Hospital wards being out of use and beds being left empty is a “scandal” at a “time of crisis for the NHS”, the shadow health secretary has said.
Jonathan Ashworth warned beds were being “locked away” after figures showed 82 wards – the equivalent of two entire hospitals – had been shut.
According to the most recent statistics, dating back to last September, there were more than 1,400 empty beds across the so-called “ghost wards”.
Mr Ashworth, who obtained the data under the Freedom of Information Act, told the Guardian: “Given Tory ministers have allowed 14,500 beds to be cut from the NHS in the past eight years, to now learn that wards and beds have been left empty and unused is a scandal.”
Dr Nick Scriven, the president of the Society for Acute Medicine, told the paper the situation was “almost always” caused by a lack of money or staff.
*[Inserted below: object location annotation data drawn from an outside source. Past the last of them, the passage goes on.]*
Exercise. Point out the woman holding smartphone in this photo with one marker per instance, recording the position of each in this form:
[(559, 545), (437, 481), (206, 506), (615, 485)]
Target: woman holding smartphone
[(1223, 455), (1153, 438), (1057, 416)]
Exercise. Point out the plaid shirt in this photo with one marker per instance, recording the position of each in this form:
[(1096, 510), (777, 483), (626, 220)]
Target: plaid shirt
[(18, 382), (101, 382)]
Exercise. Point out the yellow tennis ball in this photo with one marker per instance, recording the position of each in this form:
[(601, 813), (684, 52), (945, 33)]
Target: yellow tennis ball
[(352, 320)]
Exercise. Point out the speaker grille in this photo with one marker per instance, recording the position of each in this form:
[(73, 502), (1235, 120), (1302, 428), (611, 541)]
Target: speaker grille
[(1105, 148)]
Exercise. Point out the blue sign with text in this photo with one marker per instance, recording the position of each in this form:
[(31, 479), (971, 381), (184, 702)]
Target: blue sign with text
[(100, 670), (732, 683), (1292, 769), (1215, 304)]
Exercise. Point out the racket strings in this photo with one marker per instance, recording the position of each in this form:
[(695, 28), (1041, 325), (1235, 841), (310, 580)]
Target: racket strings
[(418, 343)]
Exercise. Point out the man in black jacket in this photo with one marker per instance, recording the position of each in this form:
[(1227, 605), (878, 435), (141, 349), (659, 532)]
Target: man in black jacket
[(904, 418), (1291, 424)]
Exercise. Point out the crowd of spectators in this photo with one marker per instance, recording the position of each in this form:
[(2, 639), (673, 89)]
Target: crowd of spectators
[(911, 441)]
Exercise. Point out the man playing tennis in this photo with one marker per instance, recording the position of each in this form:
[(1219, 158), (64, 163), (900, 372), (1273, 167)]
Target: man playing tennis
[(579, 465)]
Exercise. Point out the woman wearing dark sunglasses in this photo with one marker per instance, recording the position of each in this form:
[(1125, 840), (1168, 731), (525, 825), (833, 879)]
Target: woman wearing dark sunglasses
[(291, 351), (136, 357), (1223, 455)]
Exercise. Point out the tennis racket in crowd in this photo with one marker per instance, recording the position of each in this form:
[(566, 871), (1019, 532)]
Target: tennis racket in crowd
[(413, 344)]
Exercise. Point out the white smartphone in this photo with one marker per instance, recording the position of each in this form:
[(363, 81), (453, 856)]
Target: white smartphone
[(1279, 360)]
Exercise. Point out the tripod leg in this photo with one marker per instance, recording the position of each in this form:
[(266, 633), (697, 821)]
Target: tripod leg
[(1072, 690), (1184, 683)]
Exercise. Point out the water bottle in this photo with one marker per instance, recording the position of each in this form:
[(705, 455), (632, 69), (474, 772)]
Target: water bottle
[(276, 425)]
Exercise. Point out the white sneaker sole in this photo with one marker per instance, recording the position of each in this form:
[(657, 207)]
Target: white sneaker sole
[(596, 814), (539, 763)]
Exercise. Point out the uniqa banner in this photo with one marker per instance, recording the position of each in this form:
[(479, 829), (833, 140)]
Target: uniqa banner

He said: “These findings will not surprise any clinical staff in the NHS. It reflects issues around staffing hospitals safely – in any equation the biggest cost is staff.
“In years and years of trying to balance books and achieve ‘efficiency’ savings, many hospitals will have taken the opportunities to shut clinical areas if they at all can.”
A Department of Health and Social Care spokeswoman said: “It is misleading to say hospital beds are being mothballed – trusts control the number of beds to meet demand and that’s why they were able to open 3,000 more at peak periods this winter.”